New DNS bug and fix announced

Domain name registries are scrambling to patch a newly discovered bug in popular open source DNS software that could be exploited for denial-of-service attacks.

The bug and a corresponding fix were announced Monday by NLnet Labs, a research group that provides authoritative domain name server software called NSD to domain name registrars.

The bug allows for an attack on an NSD server that would cause it to stop responding to queries. The bug affects all versions of NSD 2.0.0 to 3.2.1, NLnet Labs said calling the bugfix "critical."

The bug is a "one-byte buffer overflow that allows a carefully crafted exploit to take down your name server," NLnet Labs said.

The NSD bug is not the result of a problem with the DNS protocol, nor does it have implications for the rollout of DNS security software known as DNSSEC.  That's why it's a minor incident compared to the Kaminsky bug discovered last summer.

"This bug is serious in so much that it allows an attacker to [make] name servers stop working, but the patch is readily available," says Dave Knight, Director of Resolution Services at Afilias, which operates the .info and .org domains. "We don't think there have been any attacks in the wild."

Knight said that now the bug is public knowledge, hackers can reverse engineer it to build an exploit.

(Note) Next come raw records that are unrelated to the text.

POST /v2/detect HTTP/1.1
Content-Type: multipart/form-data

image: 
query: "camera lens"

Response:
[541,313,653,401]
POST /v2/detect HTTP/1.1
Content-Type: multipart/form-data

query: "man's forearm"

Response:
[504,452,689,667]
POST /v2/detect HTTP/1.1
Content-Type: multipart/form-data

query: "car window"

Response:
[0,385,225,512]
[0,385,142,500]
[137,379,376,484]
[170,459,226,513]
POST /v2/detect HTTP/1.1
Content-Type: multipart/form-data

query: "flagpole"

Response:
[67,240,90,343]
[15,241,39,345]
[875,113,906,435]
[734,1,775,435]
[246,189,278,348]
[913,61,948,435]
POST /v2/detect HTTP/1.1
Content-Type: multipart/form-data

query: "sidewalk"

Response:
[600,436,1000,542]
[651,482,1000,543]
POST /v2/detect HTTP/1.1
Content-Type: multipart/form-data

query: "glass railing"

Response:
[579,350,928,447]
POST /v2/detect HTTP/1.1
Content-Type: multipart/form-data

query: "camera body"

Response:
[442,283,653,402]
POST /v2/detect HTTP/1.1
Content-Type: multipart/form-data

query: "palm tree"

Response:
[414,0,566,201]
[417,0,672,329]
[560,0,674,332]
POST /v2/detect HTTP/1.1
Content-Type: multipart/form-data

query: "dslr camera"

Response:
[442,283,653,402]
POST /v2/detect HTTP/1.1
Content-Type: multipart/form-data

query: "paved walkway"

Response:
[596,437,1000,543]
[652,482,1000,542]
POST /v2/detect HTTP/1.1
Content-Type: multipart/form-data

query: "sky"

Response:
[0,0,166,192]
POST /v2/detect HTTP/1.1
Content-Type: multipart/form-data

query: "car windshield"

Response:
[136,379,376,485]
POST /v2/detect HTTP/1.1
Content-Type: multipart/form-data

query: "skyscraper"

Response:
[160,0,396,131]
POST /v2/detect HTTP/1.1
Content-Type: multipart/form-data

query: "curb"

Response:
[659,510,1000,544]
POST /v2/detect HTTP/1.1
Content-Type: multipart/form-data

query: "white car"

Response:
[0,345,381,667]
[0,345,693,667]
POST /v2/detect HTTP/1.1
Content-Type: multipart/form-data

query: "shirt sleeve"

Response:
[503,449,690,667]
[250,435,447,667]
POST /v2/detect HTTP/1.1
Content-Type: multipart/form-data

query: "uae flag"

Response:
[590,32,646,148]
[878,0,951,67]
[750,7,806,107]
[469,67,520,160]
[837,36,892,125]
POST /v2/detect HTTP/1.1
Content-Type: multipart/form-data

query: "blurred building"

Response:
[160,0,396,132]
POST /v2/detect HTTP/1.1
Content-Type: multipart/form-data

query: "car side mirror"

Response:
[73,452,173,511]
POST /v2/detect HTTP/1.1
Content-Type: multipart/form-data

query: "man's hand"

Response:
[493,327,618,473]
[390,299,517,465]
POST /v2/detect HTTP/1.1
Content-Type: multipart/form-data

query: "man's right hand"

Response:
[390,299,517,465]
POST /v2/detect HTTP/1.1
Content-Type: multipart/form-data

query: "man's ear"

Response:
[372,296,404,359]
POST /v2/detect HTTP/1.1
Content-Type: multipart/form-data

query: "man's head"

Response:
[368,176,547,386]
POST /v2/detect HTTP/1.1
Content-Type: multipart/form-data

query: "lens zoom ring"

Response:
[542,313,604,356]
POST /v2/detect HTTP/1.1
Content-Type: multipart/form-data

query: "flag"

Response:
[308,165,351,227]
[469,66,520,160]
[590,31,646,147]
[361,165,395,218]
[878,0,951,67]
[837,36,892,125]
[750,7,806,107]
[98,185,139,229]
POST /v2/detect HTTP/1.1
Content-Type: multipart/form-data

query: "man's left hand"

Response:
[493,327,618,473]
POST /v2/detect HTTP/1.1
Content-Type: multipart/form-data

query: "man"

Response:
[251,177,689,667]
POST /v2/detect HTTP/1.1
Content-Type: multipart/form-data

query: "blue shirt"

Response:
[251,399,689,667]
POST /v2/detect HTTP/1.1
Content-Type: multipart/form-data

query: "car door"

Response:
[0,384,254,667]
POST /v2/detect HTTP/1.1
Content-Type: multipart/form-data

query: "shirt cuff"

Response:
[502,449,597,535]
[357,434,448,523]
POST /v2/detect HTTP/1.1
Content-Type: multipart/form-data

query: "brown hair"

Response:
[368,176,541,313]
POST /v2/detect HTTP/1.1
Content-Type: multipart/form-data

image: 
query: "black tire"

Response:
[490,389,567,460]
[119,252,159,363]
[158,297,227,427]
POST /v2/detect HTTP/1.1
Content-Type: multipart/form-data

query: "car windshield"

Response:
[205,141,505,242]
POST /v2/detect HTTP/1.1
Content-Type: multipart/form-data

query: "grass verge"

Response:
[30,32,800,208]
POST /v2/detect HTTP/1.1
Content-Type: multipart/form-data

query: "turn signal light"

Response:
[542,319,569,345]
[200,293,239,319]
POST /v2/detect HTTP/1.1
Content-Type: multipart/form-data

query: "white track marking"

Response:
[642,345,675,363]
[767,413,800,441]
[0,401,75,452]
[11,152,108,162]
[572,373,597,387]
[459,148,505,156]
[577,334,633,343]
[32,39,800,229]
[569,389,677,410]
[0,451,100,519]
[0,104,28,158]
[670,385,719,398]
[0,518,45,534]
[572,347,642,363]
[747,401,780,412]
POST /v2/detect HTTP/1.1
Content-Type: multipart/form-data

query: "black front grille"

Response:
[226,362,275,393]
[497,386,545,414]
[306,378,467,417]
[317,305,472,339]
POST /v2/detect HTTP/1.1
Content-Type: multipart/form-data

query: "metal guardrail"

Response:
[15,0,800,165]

"Patching should be a priority for everyone running NSD," Knight said.

Afilias runs several authoritative software packages, including NSD and BIND. Knight said Afilias was patching its NSD servers, which will be fixed by the end of the week.

"We also run BIND and other DNS software, so we are not necessarily vulnerable to an attack or threat on any one platform," said John Kane, vice president of Afilias. "Some registries only have one platform, which makes them more vulnerable and requires them to do an emergency patch. In our case, we can flip and run only BIND if we need to for awhile, and then we have the luxury of deploying the bug fix on NSD after it's been tested and passed Q/A."